Almost 15 years ago, Jeff Hawkins proposed a similar explanation as to why biological neural networks are so much more effective than artificial neural networks. If this paper bears out, it will mean he was right track. His theory was based on 3 criteria that he believed to be essential to understanding the brain:
> The second criterion was the importance of feedback. Neuroanatomists have known for a long time that the brain is saturated with feedback connections. For example, in the circuit between the neocortex and a lower structure called the thalamus, connections going backward (toward the input) exceed the connections going forward by almost a factor of ten! That is, for every fiber feeding information forward into the neocortex, there are ten fibers feeding information back toward the senses. Feedback dominates most connections throughout the neocortex as well. No one understood the precise role of this feedback, but it was clear from published research that it existed everywhere. I figured it must be important.
What could they have possibly thought the key was previous? And is the journalist of preschool intellect, or simply an amazingly ignorant baccalaureate?

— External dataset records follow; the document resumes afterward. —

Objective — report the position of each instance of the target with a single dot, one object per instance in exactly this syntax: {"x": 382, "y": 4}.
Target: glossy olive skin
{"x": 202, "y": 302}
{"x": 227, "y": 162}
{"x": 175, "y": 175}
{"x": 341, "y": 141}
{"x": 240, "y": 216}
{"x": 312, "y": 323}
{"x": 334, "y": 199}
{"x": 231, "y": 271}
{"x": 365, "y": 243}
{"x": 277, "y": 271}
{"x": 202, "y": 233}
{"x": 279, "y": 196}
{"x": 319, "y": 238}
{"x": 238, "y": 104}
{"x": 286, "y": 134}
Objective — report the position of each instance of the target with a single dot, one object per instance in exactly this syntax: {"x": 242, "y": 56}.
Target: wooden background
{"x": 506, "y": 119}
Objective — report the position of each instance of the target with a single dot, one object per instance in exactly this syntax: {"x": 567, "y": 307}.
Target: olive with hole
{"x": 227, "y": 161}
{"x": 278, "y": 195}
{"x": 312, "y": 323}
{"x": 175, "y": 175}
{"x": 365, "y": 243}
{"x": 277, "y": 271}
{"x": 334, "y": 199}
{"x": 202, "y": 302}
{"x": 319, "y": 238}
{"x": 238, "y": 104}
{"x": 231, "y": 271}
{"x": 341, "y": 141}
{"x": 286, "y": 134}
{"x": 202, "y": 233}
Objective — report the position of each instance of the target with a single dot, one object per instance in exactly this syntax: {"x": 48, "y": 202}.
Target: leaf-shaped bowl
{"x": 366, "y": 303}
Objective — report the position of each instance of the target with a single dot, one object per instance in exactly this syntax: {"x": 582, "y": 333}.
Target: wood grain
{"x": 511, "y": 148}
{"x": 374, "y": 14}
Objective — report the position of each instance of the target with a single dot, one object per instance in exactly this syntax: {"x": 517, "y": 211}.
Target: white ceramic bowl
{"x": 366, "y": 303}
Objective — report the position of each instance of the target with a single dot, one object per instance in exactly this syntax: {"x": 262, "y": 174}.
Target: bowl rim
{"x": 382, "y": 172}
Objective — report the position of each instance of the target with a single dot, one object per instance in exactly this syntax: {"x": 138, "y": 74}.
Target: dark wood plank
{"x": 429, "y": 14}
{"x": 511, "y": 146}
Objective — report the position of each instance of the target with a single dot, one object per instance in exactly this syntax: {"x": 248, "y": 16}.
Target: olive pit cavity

"Comprehensive population models, such as the one we have presented here, seek to link cellular properties and network structure to dynamics and function, the ultimate goal being to use these models to test hypotheses and to suggest future experiments. We propose that for areas of the brain about which there are sufficient data, such as the visual cortex, it is time to move to next-generation models that are more comprehensive, data driven, and dynamic. Such a move would constitute a paradigm shift in computational neuroscience, and the present model is a step in that direction."
Basically they want more than just a simplified mathematical model, something that accounts for all the measured data. I'm not sure this is the right approach, and only some example application would show if it is. I don't think they applied their model yet or whether it can be applied, just browsed the first paper.